DOI: 10.1615/Int.J.UncertaintyQuantification.2014008153
Uncertainty quantification techniques have the potential to play an important role in constructing constitutive relationships applicable to nanoscale physics. At these small scales, deviations from laws appropriate at the macroscale arise due to insufficient scale separation between the atomic and continuum length scales, as well as fluctuations due to thermal processes. In this work, we consider the problem of inferring the coefficients of an assumed constitutive model form using atomistic information and propagation of the associated uncertainty. A nanoscale heat transfer problem is taken as the model, and we use a polynomial chaos expansion to represent the thermal conductivity with a linear temperature dependence.

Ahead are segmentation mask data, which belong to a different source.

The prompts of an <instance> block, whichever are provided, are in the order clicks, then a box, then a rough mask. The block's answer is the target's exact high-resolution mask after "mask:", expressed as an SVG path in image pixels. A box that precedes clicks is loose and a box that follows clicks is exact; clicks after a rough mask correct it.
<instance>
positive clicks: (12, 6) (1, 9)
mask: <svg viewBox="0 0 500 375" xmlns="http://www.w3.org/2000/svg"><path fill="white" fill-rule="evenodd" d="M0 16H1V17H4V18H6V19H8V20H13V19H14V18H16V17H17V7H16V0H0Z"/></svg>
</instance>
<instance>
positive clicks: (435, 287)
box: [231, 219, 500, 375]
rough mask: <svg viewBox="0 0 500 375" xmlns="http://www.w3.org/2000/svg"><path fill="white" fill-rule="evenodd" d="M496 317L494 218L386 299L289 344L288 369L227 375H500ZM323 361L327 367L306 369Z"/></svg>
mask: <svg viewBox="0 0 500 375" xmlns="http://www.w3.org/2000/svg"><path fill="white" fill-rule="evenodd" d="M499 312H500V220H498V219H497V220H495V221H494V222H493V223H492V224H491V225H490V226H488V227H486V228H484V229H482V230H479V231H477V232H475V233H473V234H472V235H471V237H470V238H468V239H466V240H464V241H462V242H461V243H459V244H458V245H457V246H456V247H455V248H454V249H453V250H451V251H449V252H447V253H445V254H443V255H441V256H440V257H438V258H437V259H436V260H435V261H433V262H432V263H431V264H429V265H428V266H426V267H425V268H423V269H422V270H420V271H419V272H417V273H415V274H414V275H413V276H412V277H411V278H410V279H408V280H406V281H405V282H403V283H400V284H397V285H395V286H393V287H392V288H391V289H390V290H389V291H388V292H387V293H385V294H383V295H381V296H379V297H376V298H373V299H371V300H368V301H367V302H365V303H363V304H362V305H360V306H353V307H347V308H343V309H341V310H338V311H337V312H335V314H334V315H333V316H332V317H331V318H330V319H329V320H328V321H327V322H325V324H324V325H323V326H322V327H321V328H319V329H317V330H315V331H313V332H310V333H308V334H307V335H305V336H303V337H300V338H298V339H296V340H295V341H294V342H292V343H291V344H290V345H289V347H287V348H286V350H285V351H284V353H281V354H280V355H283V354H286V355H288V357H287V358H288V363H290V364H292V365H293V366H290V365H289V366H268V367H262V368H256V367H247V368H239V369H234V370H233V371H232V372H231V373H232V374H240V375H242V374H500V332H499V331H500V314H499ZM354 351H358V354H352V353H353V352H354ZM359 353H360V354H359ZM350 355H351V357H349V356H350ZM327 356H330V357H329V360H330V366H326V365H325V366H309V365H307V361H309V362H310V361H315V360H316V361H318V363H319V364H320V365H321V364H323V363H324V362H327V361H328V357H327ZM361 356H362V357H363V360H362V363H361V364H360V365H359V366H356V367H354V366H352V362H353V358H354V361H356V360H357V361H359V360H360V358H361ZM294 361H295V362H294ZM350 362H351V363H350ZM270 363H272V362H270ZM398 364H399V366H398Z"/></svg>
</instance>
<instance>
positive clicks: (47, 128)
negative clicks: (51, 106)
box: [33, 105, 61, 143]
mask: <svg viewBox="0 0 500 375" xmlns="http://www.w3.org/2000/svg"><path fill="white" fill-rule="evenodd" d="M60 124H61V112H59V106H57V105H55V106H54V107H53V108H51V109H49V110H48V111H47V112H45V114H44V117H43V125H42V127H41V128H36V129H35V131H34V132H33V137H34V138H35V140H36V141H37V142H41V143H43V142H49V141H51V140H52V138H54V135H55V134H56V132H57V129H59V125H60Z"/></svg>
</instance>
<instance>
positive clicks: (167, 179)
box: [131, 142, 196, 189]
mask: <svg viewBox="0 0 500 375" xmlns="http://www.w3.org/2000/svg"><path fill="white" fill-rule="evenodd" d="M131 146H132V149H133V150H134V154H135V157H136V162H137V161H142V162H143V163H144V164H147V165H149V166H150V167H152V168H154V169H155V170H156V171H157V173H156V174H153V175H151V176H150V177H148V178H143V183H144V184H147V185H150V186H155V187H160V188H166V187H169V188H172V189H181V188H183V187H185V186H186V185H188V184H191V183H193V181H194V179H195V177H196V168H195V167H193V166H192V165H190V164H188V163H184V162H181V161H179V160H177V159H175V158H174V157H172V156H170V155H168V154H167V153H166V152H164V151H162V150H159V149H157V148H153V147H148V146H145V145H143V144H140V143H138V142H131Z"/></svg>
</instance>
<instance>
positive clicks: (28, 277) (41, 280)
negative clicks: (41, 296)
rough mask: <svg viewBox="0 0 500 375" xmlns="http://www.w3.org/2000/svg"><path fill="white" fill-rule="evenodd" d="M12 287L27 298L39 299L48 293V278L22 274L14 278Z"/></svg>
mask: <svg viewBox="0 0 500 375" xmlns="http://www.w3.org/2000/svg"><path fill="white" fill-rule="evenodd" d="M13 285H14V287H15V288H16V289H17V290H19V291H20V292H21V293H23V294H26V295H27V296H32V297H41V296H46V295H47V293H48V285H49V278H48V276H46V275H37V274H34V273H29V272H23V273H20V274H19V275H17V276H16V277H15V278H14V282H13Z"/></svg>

A Bayesian inference method is developed to extract the coefficients in this expansion from molecular dynamics (MD) samples at prescribed temperatures. Importantly, the atomistic data are incompatible with the continuum model because of the finite probability of heat flowing in the opposite direction of the temperature gradient; we present a method to account for this in the model. The fidelity and uncertainty in these techniques are then examined. Validation is provided by comparing a continuum Fourier model against a larger all MD simulation representing the true solution.